Error: Classification metrics can't handle a mix of multiclass-multioutput and multilabel-indicator targets
I was creating the y array manually and it seems that was my mistake. I used now MultiLabelBinarizer
to create it, as the following example and now it works:
train_foo = [['sci-fi', 'thriller'],['comedy'],['sci-fi', 'thriller'],['comedy']]
mlb = MultiLabelBinarizer()
mlb_label_train = mlb.fit_transform(train_foo)

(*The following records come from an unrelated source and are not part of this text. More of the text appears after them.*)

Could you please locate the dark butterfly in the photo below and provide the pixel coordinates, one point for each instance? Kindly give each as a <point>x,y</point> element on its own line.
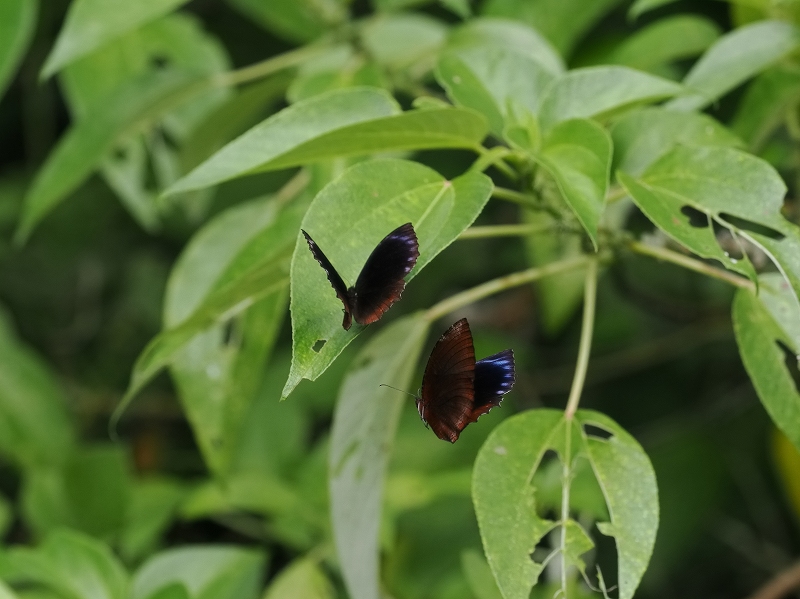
<point>456,390</point>
<point>381,281</point>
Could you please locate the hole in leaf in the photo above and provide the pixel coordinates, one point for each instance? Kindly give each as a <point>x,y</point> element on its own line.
<point>748,225</point>
<point>697,219</point>
<point>792,365</point>
<point>592,430</point>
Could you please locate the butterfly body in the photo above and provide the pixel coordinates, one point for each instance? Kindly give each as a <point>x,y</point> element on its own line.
<point>382,279</point>
<point>457,390</point>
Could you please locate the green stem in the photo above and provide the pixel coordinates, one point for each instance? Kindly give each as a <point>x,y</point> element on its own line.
<point>488,288</point>
<point>504,231</point>
<point>589,301</point>
<point>690,263</point>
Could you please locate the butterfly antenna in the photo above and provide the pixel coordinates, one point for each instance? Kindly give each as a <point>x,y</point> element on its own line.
<point>396,389</point>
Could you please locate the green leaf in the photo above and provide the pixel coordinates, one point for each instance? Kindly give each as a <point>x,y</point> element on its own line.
<point>505,501</point>
<point>488,79</point>
<point>578,155</point>
<point>643,136</point>
<point>207,572</point>
<point>302,579</point>
<point>17,23</point>
<point>347,220</point>
<point>347,122</point>
<point>735,58</point>
<point>629,485</point>
<point>665,41</point>
<point>70,564</point>
<point>598,91</point>
<point>90,24</point>
<point>35,429</point>
<point>83,146</point>
<point>364,425</point>
<point>761,323</point>
<point>766,104</point>
<point>563,22</point>
<point>510,35</point>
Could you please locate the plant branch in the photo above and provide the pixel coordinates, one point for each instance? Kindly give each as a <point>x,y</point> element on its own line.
<point>589,300</point>
<point>690,263</point>
<point>787,580</point>
<point>488,288</point>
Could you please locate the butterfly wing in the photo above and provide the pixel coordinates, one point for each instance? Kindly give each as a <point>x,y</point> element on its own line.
<point>494,377</point>
<point>382,280</point>
<point>336,281</point>
<point>448,385</point>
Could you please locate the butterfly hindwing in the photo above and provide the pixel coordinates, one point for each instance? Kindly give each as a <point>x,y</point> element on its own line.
<point>336,281</point>
<point>382,280</point>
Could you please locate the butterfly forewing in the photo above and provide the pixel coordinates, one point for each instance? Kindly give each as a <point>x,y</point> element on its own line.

X = np.loadtxt("docvecs.txt", delimiter=",")
cv_scores = []
mlknn = MLkNN(k=3)
scores = cross_val_score(mlknn, X, mlb_label_train, cv=5, scoring='f1_macro')
cv_scores.append(scores)
you can find the documentation for MultiLabelBinarizer
here.
Can you show the first couple elements of y? Are you using scikit-multilearn? Also, if you can please use the 0.1.0 release candidate of scikit-multilearn, there second error is most likely a bug that was fixed in master, and a new version is planned for release in a couple of days.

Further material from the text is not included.